Lehrende/r: Dr. habil. Susanne Schmid
Veranstaltungsart:
Vorlesung
Anzeige im Stundenplan:
BS 412
Semesterwochenstunden:
2
Unterrichtssprache:
Englisch
Min. | Max. Teilnehmerzahl:
- | -
Inhalt:
If the Victorian age (1837-1901) is sometimes associated with a certain kind of conservatism and prudishness, it also stands for scientific and technological advance, social reform, and immense cultural productivity. Our lecture will deal with aspects as diverse as the Industrial Revolution, the growing cities, the Empire, changes made to the countryside, the role of women, the status of art, aestheticism, and the Victorian predilection for "Earnestness." After a brief peek at what happened before Victoria's ascension to the throne, we will read and analyze a number of texts - novels, stories, a play, poems, travel writing, and essays - central to the Victorian age: Emily Brontë's late Romantic and highly emotional novel Wuthering Heights idealizes the wild Yorkshire landscape, which is far from the industrial cities. Charles Dickens's Oliver Twist will lead us into the London underworld. Just before Christmas, we will focus on the Victorian Christmas traditions, influenced by the famous Christmas Carol, again by Dickens. Rudyard Kipling's poems and stories ("The White Man's Burden," the Just So Stories) will exemplify British attitudes to the expansion of territory and to colonization. H.G. Wells's late-Victorian science fiction novella The Time Machine will show the skepticism contemporaries felt in the face of technological change. Finally, we will look at the fin-de-siècle theatre scene and Oscar Wilde's dramatic output. In addition to the longer texts, we will study poems by Tennyson and Rossetti as well as Pre-Raphaelite paintings.

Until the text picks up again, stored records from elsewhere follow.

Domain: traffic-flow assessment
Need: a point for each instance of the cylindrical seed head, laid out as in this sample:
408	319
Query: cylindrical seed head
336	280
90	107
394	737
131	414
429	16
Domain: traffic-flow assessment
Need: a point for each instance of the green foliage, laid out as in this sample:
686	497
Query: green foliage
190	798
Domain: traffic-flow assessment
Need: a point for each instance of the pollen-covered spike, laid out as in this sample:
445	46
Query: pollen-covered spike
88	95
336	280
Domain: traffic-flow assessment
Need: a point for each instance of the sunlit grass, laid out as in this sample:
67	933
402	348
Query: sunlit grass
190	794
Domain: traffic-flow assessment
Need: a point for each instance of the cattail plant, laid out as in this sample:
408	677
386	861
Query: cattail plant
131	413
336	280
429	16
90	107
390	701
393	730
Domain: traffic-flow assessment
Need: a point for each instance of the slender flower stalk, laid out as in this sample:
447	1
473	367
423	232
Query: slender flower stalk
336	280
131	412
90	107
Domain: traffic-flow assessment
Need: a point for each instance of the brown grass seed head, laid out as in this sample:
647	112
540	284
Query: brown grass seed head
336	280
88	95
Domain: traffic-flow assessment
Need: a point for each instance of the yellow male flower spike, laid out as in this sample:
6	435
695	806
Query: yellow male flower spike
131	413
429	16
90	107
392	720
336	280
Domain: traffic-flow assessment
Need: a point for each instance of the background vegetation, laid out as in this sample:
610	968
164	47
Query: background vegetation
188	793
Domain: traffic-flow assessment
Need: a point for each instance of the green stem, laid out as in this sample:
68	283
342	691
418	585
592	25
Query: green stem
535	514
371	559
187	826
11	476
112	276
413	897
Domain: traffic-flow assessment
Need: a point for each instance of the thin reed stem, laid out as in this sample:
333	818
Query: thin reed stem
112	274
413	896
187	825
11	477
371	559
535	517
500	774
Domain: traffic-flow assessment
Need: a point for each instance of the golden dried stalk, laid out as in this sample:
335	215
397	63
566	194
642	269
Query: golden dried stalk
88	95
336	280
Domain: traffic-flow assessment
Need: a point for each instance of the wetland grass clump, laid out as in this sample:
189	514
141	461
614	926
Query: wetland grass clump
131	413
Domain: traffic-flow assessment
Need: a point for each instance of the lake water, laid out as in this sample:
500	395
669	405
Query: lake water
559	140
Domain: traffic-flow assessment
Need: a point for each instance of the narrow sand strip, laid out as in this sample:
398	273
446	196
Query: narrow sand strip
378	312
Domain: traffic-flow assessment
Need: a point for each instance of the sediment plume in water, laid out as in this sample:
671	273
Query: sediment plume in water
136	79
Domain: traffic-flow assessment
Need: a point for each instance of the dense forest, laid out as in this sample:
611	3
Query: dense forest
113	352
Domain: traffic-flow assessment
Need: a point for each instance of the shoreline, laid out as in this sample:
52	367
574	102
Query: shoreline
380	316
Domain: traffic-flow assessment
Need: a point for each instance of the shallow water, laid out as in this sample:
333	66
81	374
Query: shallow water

Please make sure that you read Wuthering Heights until the second week of the semester.
Empfohlene Literatur:
Reading:
Emily Brontë, Wuthering Heights, ed. Pauline Nestor (London: Penguin Classic, 2003).
Charles Dickens, "A Christmas Carol," in A Christmas Carol and Other Writings, ed. Michael Slater (London: Penguin Classic, 2011), 27-117.
Charles Dickens, Oliver Twist, ed. Philip Horne (London: Penguin Classics, 2012).
H.G. Wells, The Time Machine, ed. Marina Warner (London: Penguin Classics, 2005).
Oscar Wilde, The Importance of Being Earnest, in The Importance of Being Earnest and Other Plays, ed. Richard Cave (London: Penguin Classics, 2012), 291-358.
A number of shorter texts will be available on ReaderPlus.